Cam gear to Injection pump gear:



Crank Gear to Injection pump gear:



Crank gear to cam gear is perfect:


So my questions are:

A: Is the injection pump sup-post to be slightly inset?

B: Is there a bushing that is suppost to go between the injection pump gear and the housing?

C: Judging by the slight gash in the far left of the cast aluminum housing (which must have happened when someone swapped this motor) could the injection end of the case be slightly bent towards the motors and be causing this misalignment? (I checked the rear injection pump support bracket to see if there was any signs of movement and there wasn't)

Thanks ahead for your input!
 
Last edited:

meatblanket

Adventurer
Hard to tell from your pictures but if you have visible wear on the gears, that might be causing the belt to run from the unworn area down to the worn area. Are the gears worn such that the belt wants to move inward? If so, then replacing the gears should resolve this.

A. I don't recall if the pump pulley lines up exactly or not. But it really shouldn't matter.

B. No bushing.

C. Doubtful.
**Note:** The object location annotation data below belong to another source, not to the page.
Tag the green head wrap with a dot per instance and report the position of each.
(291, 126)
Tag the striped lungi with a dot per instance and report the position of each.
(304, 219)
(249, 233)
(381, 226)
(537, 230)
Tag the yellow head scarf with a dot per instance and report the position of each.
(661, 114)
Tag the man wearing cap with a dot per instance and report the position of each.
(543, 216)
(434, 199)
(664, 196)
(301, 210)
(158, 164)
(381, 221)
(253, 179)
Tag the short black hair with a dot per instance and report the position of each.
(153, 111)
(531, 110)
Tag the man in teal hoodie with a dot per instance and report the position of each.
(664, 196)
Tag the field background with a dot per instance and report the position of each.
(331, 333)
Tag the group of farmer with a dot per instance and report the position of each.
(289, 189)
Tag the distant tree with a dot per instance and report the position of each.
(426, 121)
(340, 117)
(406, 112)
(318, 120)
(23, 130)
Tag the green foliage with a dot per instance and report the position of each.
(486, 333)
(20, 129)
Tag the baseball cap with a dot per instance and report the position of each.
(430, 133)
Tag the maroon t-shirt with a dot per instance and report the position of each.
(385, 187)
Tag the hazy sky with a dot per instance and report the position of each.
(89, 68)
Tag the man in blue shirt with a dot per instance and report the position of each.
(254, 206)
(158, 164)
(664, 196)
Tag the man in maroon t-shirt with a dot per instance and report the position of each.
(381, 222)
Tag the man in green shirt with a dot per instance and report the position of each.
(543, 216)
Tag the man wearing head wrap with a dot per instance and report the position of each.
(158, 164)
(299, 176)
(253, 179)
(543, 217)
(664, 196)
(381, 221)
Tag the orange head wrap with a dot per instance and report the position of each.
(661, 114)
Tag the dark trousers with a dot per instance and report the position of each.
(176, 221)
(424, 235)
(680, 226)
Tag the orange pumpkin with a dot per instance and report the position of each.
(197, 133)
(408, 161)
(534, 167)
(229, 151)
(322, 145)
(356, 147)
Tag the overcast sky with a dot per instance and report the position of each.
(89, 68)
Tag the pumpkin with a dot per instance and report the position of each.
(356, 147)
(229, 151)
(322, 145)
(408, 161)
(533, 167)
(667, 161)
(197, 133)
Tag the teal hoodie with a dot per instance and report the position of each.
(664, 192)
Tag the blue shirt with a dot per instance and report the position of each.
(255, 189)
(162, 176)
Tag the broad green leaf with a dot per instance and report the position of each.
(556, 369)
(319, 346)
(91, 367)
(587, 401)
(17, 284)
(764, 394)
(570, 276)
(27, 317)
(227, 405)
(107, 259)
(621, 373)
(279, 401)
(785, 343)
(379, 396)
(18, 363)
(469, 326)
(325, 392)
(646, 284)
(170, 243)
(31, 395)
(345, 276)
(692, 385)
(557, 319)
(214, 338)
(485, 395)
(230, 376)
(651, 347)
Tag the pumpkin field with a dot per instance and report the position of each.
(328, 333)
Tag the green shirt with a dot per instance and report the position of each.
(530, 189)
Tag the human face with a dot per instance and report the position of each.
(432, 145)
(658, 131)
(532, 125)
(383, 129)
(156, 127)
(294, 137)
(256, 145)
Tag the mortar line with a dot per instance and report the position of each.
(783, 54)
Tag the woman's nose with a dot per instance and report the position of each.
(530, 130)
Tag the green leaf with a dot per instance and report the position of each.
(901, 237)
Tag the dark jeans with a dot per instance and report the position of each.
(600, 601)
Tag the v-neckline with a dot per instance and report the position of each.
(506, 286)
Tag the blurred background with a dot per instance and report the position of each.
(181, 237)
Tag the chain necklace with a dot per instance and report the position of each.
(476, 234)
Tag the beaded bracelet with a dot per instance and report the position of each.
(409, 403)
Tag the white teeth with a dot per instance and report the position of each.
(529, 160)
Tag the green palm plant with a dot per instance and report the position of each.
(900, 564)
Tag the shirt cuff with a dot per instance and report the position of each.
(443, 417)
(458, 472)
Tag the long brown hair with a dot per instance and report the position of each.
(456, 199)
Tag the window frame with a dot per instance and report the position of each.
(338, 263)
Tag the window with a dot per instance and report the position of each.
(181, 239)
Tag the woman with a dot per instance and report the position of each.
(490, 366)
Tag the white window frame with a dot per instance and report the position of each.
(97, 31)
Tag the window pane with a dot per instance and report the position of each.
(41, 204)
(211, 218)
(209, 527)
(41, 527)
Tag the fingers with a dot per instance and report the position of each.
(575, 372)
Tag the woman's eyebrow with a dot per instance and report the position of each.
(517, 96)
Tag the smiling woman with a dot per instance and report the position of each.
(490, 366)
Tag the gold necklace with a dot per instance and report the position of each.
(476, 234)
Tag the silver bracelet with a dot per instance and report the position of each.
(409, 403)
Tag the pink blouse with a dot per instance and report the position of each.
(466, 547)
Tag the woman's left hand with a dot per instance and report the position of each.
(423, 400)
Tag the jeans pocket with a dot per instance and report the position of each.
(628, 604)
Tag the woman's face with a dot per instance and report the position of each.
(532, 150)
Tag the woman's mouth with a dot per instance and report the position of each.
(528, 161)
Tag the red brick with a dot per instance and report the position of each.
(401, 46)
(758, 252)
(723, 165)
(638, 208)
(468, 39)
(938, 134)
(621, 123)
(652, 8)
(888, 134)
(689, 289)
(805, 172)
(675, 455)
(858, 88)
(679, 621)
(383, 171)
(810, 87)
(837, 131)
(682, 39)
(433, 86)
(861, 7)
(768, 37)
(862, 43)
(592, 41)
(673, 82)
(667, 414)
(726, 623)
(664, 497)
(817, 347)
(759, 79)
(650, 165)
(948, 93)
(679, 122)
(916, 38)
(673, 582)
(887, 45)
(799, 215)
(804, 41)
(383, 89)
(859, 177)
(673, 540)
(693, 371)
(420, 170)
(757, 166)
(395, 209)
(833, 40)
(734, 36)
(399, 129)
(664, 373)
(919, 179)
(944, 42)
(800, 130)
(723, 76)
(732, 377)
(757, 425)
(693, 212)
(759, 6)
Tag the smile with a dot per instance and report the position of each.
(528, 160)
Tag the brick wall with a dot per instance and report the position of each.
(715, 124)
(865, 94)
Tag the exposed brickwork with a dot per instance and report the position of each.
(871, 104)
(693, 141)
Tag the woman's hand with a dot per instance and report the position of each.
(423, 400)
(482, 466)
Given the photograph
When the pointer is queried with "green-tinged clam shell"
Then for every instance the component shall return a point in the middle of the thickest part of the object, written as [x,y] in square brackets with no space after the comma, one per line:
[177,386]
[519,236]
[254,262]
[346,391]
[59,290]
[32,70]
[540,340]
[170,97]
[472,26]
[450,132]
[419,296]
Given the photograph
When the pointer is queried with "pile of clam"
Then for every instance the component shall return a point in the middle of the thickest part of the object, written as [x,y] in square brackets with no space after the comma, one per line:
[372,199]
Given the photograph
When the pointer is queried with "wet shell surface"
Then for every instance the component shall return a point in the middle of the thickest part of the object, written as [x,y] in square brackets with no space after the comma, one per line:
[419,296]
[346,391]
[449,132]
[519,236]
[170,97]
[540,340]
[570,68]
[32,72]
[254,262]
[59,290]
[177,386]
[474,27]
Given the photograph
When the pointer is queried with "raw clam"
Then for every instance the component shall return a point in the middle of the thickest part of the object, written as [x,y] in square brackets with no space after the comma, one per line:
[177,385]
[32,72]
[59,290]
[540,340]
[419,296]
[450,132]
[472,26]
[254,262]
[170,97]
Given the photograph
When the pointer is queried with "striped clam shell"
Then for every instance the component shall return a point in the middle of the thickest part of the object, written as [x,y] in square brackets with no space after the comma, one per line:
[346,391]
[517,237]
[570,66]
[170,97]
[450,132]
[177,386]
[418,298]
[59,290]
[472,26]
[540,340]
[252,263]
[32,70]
The cast aluminum timing chest would more likely break as opposed to bending, but I guess it's possible.

Are you tensioning the belt per the manual?
 

pratty85

Adventurer
Thanks Meatblanket,

The belt moving inward is definitely whats happening, and the gears are worn on the inside edge.

I ordered all new gears from the UK yesterday, I din't think it would matter much if the pulleys lined up either, but it stood out to me, and I needed someone else to re-assure me. I tensioned the belt to spec when I changed it last time, I think I just assumed the bolt was all of the problem last time and didn't check the gears. The gears weren't as expensive as I expected thankfully.
 

Red90

Adventurer
Then I'm not sure. Is the injection pump mounted to the timing case correctly? No extra spacer or something?